The status associated with communicating and sharing each stage of the purchase process is potentially more important to India’s millennial consumers than what they actually purchase, according to new research published by Paradox Panel, a think tank convened to research, debate and develop insights into India’s 21-35 year-olds.
With 89% of Indian millennials researching online before making a purchase, and 74% of believing that they influence the buying decisions of others, the entire consumption process has become an opportunity to enhance profile and status – from research to post-purchase.
While India’s millennials are extremely individualistic in their shopping habits – 43% Indian millennials shop alone and a third of them cite ‘personal satisfaction’ as the single most important factor behind their decision-making – the need for endorsement, validation and communication of each stage of the purchase process remains ever-present. 9 out of 10 Indian millennials actually believe it’s their responsibility to share feedback with companies after a good or bad brand experience; sharing is not merely desirable for millennials, it has become a fundamental aspect of consumer behaviour.
The concept of Collective Individualism highlights this demographic group’s obsession with self-expression, individual choice and personal opinion, while at the same time exhibiting an unprecedented desire to share and belong to some form of community, both in the professional and personal context.
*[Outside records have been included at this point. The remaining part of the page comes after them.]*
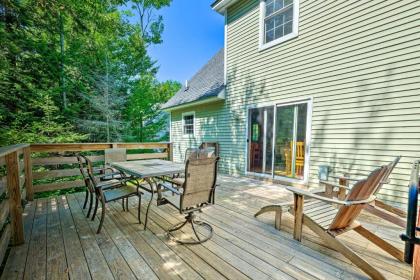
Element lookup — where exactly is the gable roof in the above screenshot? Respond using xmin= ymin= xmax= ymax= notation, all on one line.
xmin=162 ymin=48 xmax=225 ymax=111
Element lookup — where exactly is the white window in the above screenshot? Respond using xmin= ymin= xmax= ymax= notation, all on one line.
xmin=260 ymin=0 xmax=299 ymax=50
xmin=182 ymin=112 xmax=195 ymax=136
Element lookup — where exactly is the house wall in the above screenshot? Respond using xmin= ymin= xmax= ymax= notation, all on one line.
xmin=171 ymin=0 xmax=420 ymax=207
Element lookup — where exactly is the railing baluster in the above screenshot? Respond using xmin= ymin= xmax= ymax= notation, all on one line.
xmin=24 ymin=147 xmax=33 ymax=201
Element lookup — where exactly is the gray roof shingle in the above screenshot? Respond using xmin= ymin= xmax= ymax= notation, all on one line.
xmin=162 ymin=48 xmax=225 ymax=110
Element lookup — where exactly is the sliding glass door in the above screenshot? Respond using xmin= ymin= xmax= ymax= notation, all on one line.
xmin=247 ymin=101 xmax=310 ymax=181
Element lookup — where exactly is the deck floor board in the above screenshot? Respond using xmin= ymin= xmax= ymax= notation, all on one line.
xmin=1 ymin=175 xmax=412 ymax=280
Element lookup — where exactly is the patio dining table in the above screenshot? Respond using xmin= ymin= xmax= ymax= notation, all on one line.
xmin=110 ymin=159 xmax=185 ymax=230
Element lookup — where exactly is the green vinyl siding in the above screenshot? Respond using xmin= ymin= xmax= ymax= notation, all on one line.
xmin=170 ymin=0 xmax=420 ymax=207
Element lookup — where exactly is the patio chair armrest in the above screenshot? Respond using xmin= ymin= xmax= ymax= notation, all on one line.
xmin=286 ymin=186 xmax=376 ymax=206
xmin=96 ymin=180 xmax=122 ymax=190
xmin=158 ymin=183 xmax=182 ymax=195
xmin=157 ymin=176 xmax=184 ymax=186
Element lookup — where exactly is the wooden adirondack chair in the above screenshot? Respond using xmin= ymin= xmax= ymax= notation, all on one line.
xmin=320 ymin=157 xmax=405 ymax=228
xmin=287 ymin=164 xmax=404 ymax=280
xmin=255 ymin=157 xmax=402 ymax=230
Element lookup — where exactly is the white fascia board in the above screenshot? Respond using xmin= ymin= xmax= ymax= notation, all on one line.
xmin=212 ymin=0 xmax=240 ymax=14
xmin=162 ymin=95 xmax=225 ymax=112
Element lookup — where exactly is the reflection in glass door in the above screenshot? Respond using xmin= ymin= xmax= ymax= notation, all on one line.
xmin=274 ymin=103 xmax=308 ymax=180
xmin=273 ymin=105 xmax=295 ymax=177
xmin=248 ymin=107 xmax=274 ymax=174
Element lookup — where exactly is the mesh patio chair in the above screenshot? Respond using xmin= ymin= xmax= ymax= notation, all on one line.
xmin=164 ymin=148 xmax=217 ymax=203
xmin=76 ymin=155 xmax=121 ymax=218
xmin=83 ymin=155 xmax=143 ymax=233
xmin=158 ymin=150 xmax=219 ymax=244
xmin=100 ymin=148 xmax=127 ymax=181
xmin=161 ymin=148 xmax=199 ymax=187
xmin=199 ymin=142 xmax=220 ymax=157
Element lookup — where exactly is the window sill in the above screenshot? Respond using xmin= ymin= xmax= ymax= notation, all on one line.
xmin=182 ymin=134 xmax=195 ymax=139
xmin=259 ymin=32 xmax=298 ymax=52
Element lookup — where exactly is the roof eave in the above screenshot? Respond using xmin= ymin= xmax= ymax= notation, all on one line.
xmin=162 ymin=91 xmax=225 ymax=112
xmin=211 ymin=0 xmax=240 ymax=14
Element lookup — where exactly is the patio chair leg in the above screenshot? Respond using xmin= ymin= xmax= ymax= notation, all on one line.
xmin=354 ymin=225 xmax=404 ymax=262
xmin=255 ymin=205 xmax=285 ymax=230
xmin=92 ymin=197 xmax=99 ymax=221
xmin=167 ymin=213 xmax=213 ymax=245
xmin=87 ymin=192 xmax=93 ymax=218
xmin=293 ymin=194 xmax=304 ymax=241
xmin=137 ymin=195 xmax=141 ymax=224
xmin=126 ymin=197 xmax=129 ymax=212
xmin=122 ymin=198 xmax=126 ymax=211
xmin=97 ymin=200 xmax=106 ymax=234
xmin=191 ymin=220 xmax=202 ymax=241
xmin=304 ymin=215 xmax=386 ymax=280
xmin=83 ymin=189 xmax=89 ymax=209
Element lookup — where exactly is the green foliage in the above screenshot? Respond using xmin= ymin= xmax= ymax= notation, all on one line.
xmin=126 ymin=75 xmax=180 ymax=142
xmin=1 ymin=92 xmax=87 ymax=144
xmin=0 ymin=0 xmax=178 ymax=146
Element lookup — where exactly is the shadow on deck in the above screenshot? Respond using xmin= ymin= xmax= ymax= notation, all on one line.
xmin=1 ymin=175 xmax=411 ymax=280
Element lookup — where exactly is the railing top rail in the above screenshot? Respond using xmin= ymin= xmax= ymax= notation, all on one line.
xmin=0 ymin=144 xmax=29 ymax=158
xmin=30 ymin=142 xmax=171 ymax=152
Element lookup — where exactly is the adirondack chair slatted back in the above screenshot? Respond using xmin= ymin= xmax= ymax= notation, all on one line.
xmin=329 ymin=165 xmax=388 ymax=231
xmin=181 ymin=150 xmax=219 ymax=211
xmin=373 ymin=156 xmax=400 ymax=195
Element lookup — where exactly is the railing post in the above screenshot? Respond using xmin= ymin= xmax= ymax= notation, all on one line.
xmin=24 ymin=147 xmax=34 ymax=201
xmin=5 ymin=151 xmax=24 ymax=245
xmin=168 ymin=143 xmax=173 ymax=161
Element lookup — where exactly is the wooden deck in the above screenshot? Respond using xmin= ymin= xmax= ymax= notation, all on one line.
xmin=1 ymin=175 xmax=412 ymax=280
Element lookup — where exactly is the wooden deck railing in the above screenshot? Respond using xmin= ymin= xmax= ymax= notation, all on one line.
xmin=0 ymin=142 xmax=172 ymax=264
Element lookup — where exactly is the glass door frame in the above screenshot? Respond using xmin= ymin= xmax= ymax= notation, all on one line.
xmin=245 ymin=98 xmax=313 ymax=184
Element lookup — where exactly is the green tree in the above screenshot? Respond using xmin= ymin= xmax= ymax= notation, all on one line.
xmin=126 ymin=75 xmax=180 ymax=142
xmin=0 ymin=0 xmax=176 ymax=145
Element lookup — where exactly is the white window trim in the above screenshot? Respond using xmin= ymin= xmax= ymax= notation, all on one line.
xmin=244 ymin=97 xmax=313 ymax=185
xmin=259 ymin=0 xmax=300 ymax=51
xmin=182 ymin=111 xmax=196 ymax=137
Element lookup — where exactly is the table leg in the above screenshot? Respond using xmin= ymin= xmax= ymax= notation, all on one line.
xmin=144 ymin=177 xmax=156 ymax=230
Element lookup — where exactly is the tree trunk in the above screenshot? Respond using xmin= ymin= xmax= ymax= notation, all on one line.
xmin=59 ymin=11 xmax=67 ymax=109
xmin=105 ymin=52 xmax=110 ymax=142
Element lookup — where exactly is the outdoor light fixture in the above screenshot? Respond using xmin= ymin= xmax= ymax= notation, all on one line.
xmin=318 ymin=165 xmax=329 ymax=181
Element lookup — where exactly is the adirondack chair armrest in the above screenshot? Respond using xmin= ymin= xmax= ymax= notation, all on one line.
xmin=286 ymin=186 xmax=376 ymax=206
xmin=319 ymin=180 xmax=351 ymax=191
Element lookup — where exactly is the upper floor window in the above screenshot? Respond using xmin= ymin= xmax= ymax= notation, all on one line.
xmin=260 ymin=0 xmax=299 ymax=50
xmin=182 ymin=112 xmax=195 ymax=136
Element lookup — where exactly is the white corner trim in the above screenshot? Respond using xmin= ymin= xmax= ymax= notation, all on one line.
xmin=259 ymin=0 xmax=300 ymax=51
xmin=224 ymin=9 xmax=228 ymax=85
xmin=169 ymin=112 xmax=172 ymax=143
xmin=182 ymin=111 xmax=196 ymax=138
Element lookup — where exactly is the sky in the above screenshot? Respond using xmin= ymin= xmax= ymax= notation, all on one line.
xmin=148 ymin=0 xmax=225 ymax=83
According to the Paradox Panel’s Second Quarterly Report – India’s Millennial Paradox and what it means for the way they consume – this contradiction is palpable at each stage of the purchase process.
Another consumer trend revealed in the report is millennials’ obsession with the search for wisdom; not knowledge in the traditional sense, but rather information which is compelling yet difficult to find – the more compelling the information and complex the search the greater the resulting prestige.
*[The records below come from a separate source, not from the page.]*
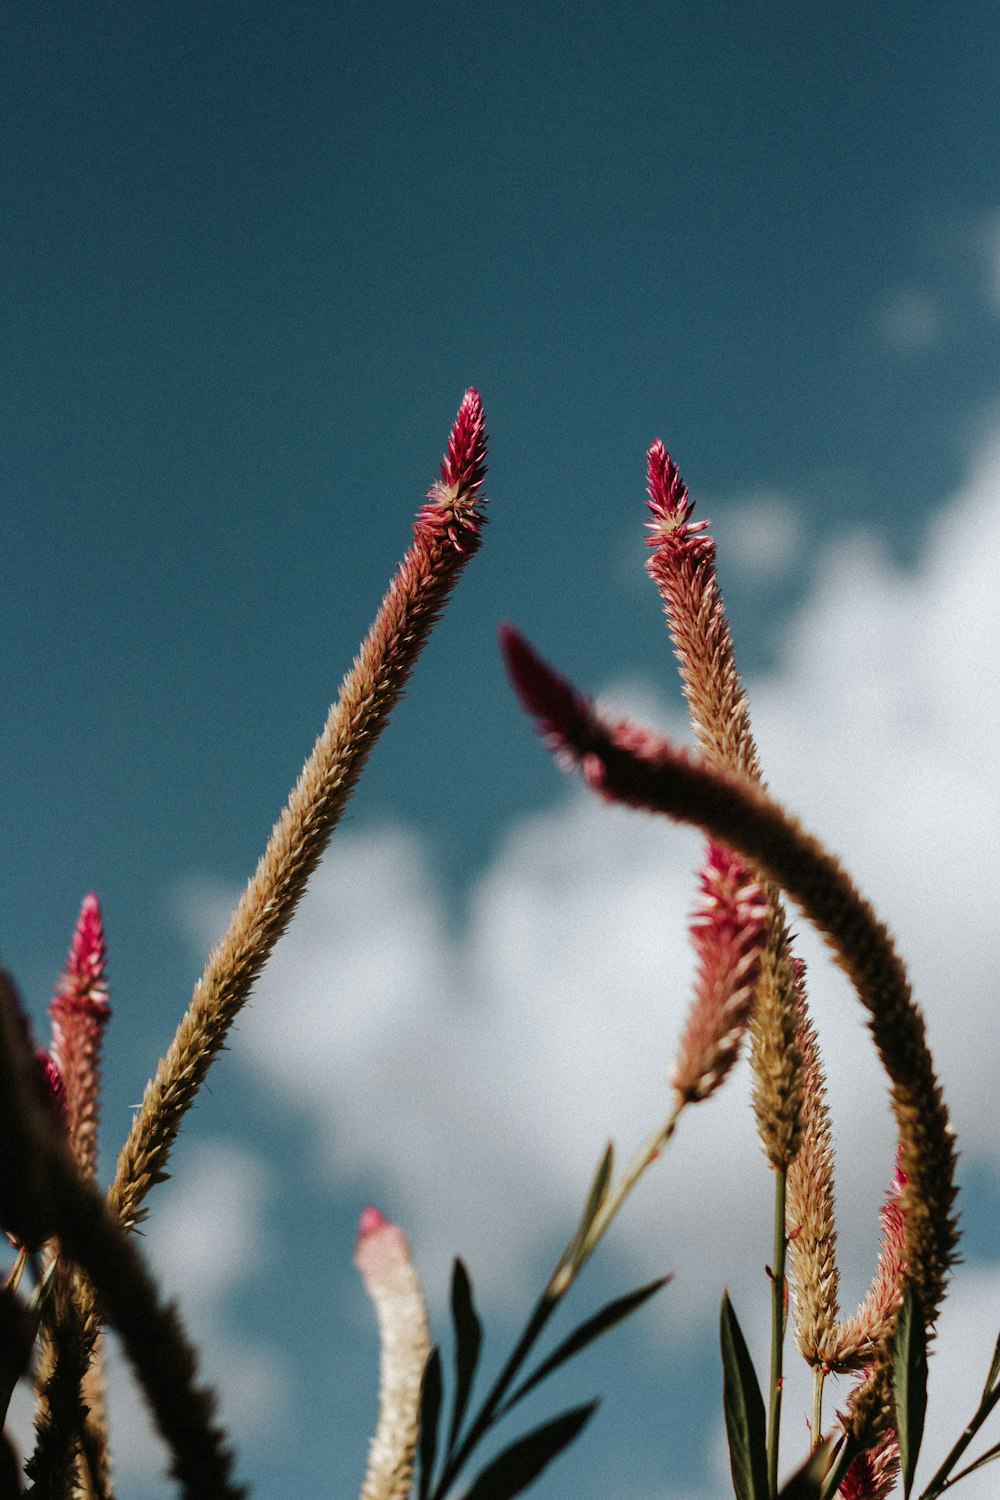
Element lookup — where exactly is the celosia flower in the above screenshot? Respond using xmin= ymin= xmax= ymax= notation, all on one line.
xmin=645 ymin=441 xmax=802 ymax=1167
xmin=671 ymin=841 xmax=769 ymax=1104
xmin=500 ymin=622 xmax=958 ymax=1447
xmin=645 ymin=440 xmax=761 ymax=782
xmin=838 ymin=1430 xmax=901 ymax=1500
xmin=824 ymin=1160 xmax=907 ymax=1372
xmin=50 ymin=892 xmax=111 ymax=1181
xmin=110 ymin=391 xmax=488 ymax=1238
xmin=355 ymin=1206 xmax=431 ymax=1500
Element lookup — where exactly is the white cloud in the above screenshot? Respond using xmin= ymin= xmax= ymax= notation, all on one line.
xmin=877 ymin=289 xmax=943 ymax=351
xmin=711 ymin=490 xmax=806 ymax=582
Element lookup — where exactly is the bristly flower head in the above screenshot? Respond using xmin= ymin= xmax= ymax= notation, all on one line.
xmin=645 ymin=440 xmax=713 ymax=559
xmin=53 ymin=893 xmax=109 ymax=1016
xmin=671 ymin=842 xmax=768 ymax=1105
xmin=50 ymin=893 xmax=111 ymax=1180
xmin=419 ymin=388 xmax=488 ymax=549
xmin=824 ymin=1157 xmax=907 ymax=1373
xmin=838 ymin=1426 xmax=900 ymax=1500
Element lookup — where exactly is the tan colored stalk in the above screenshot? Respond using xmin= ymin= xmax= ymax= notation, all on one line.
xmin=109 ymin=389 xmax=488 ymax=1238
xmin=501 ymin=626 xmax=959 ymax=1447
xmin=0 ymin=969 xmax=243 ymax=1500
xmin=44 ymin=893 xmax=113 ymax=1499
xmin=355 ymin=1208 xmax=431 ymax=1500
xmin=786 ymin=960 xmax=841 ymax=1366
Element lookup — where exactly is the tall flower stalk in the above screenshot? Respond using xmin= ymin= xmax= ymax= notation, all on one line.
xmin=646 ymin=442 xmax=804 ymax=1491
xmin=109 ymin=388 xmax=488 ymax=1237
xmin=500 ymin=624 xmax=960 ymax=1461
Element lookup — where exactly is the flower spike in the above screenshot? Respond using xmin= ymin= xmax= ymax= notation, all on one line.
xmin=786 ymin=958 xmax=842 ymax=1366
xmin=355 ymin=1207 xmax=431 ymax=1500
xmin=500 ymin=626 xmax=958 ymax=1444
xmin=110 ymin=392 xmax=489 ymax=1246
xmin=50 ymin=892 xmax=111 ymax=1181
xmin=671 ymin=843 xmax=769 ymax=1105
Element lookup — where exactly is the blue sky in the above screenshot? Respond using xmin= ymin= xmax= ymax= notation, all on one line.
xmin=4 ymin=4 xmax=1000 ymax=1498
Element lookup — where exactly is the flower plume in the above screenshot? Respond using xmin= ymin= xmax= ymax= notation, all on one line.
xmin=355 ymin=1207 xmax=431 ymax=1500
xmin=500 ymin=624 xmax=958 ymax=1441
xmin=786 ymin=960 xmax=842 ymax=1366
xmin=671 ymin=842 xmax=768 ymax=1105
xmin=50 ymin=892 xmax=111 ymax=1181
xmin=425 ymin=387 xmax=488 ymax=508
xmin=644 ymin=441 xmax=801 ymax=1167
xmin=110 ymin=391 xmax=489 ymax=1238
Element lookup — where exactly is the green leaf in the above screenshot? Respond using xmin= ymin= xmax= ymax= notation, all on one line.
xmin=448 ymin=1259 xmax=484 ymax=1453
xmin=501 ymin=1276 xmax=670 ymax=1413
xmin=777 ymin=1440 xmax=833 ymax=1500
xmin=947 ymin=1438 xmax=1000 ymax=1489
xmin=720 ymin=1291 xmax=769 ymax=1500
xmin=460 ymin=1403 xmax=598 ymax=1500
xmin=418 ymin=1347 xmax=444 ymax=1500
xmin=554 ymin=1143 xmax=614 ymax=1286
xmin=894 ymin=1283 xmax=928 ymax=1499
xmin=981 ymin=1330 xmax=1000 ymax=1400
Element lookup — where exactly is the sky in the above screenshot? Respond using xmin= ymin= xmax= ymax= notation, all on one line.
xmin=3 ymin=3 xmax=1000 ymax=1497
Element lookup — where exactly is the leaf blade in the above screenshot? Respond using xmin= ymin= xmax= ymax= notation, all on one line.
xmin=448 ymin=1259 xmax=484 ymax=1454
xmin=460 ymin=1403 xmax=598 ymax=1500
xmin=418 ymin=1346 xmax=444 ymax=1500
xmin=501 ymin=1276 xmax=670 ymax=1414
xmin=894 ymin=1284 xmax=928 ymax=1500
xmin=720 ymin=1291 xmax=769 ymax=1500
xmin=777 ymin=1439 xmax=833 ymax=1500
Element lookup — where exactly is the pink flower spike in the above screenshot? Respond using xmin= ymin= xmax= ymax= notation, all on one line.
xmin=498 ymin=623 xmax=598 ymax=760
xmin=646 ymin=440 xmax=697 ymax=533
xmin=839 ymin=1428 xmax=900 ymax=1500
xmin=63 ymin=892 xmax=109 ymax=1010
xmin=416 ymin=389 xmax=488 ymax=553
xmin=671 ymin=842 xmax=769 ymax=1104
xmin=439 ymin=387 xmax=487 ymax=495
xmin=50 ymin=893 xmax=111 ymax=1180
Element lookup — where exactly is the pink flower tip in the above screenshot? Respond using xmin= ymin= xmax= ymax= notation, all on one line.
xmin=645 ymin=439 xmax=711 ymax=553
xmin=498 ymin=623 xmax=594 ymax=754
xmin=357 ymin=1204 xmax=391 ymax=1243
xmin=55 ymin=892 xmax=109 ymax=1015
xmin=436 ymin=388 xmax=488 ymax=501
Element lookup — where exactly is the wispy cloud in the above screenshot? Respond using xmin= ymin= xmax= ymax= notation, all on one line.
xmin=877 ymin=288 xmax=943 ymax=351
According to S Ravi Kant, CEO, Eyewear Division & Executive Vice President Corporate Communications, the purchase process perfectly reflects the Collective Individual paradox at the heart of India’s millennials.
“India’s millennials see value not just beyond the product but in all stages of the ‘highly involved’ purchase cycle; from the research and selection to the acquisition and the final experience. The ability to share and validate each step of the process is absolutely critical. The contradiction being that, while today’s millennial consumers demand an experience which is genuinely personalised and unique, they also crave endorsement and approval at each stage of the process,” says Mr Kant.
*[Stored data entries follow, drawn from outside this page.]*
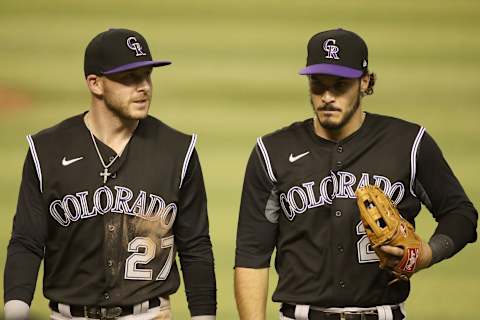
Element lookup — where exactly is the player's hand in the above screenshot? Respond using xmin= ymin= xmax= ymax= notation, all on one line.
xmin=379 ymin=241 xmax=432 ymax=273
xmin=378 ymin=245 xmax=403 ymax=269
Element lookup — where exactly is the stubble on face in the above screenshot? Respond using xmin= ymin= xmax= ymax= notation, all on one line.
xmin=309 ymin=75 xmax=362 ymax=131
xmin=103 ymin=88 xmax=151 ymax=121
xmin=310 ymin=91 xmax=361 ymax=131
xmin=101 ymin=68 xmax=153 ymax=121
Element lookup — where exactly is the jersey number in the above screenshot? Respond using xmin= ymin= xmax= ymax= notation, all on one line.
xmin=124 ymin=236 xmax=175 ymax=280
xmin=356 ymin=221 xmax=379 ymax=263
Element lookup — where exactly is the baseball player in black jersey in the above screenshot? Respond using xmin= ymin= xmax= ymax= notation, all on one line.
xmin=234 ymin=28 xmax=478 ymax=320
xmin=4 ymin=28 xmax=216 ymax=320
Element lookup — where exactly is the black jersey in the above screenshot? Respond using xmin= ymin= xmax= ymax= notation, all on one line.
xmin=235 ymin=113 xmax=477 ymax=307
xmin=4 ymin=114 xmax=216 ymax=316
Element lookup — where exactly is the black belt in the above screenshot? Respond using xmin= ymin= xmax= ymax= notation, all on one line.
xmin=281 ymin=304 xmax=404 ymax=320
xmin=49 ymin=298 xmax=161 ymax=319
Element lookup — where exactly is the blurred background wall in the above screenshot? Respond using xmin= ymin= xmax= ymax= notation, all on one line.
xmin=0 ymin=1 xmax=479 ymax=318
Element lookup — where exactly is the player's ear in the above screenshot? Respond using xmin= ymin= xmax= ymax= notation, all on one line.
xmin=360 ymin=73 xmax=370 ymax=94
xmin=86 ymin=74 xmax=104 ymax=96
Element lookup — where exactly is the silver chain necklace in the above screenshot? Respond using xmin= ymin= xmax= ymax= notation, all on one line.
xmin=89 ymin=130 xmax=119 ymax=183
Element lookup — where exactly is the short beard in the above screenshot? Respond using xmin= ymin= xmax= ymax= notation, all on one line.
xmin=310 ymin=89 xmax=361 ymax=131
xmin=104 ymin=95 xmax=148 ymax=121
Speaking about the event, Ravi Kant, Senior VP - Titan Company, said: “As a company, Titan is getting younger, more contemporary and bolder through all its brands. From its watches, to eyewear and jewellery, the company has become more fashionable, innovative and extremely ‘with it’. Collective individualism is the cornerstone of today’s youth and it is this youth that forms the core of Titan Company’ target group. Through this panel, we like to take inputs and have robust discussions with audiences relevant to the concept – professionals, consumers, media, trend analysts and millennia themselves.”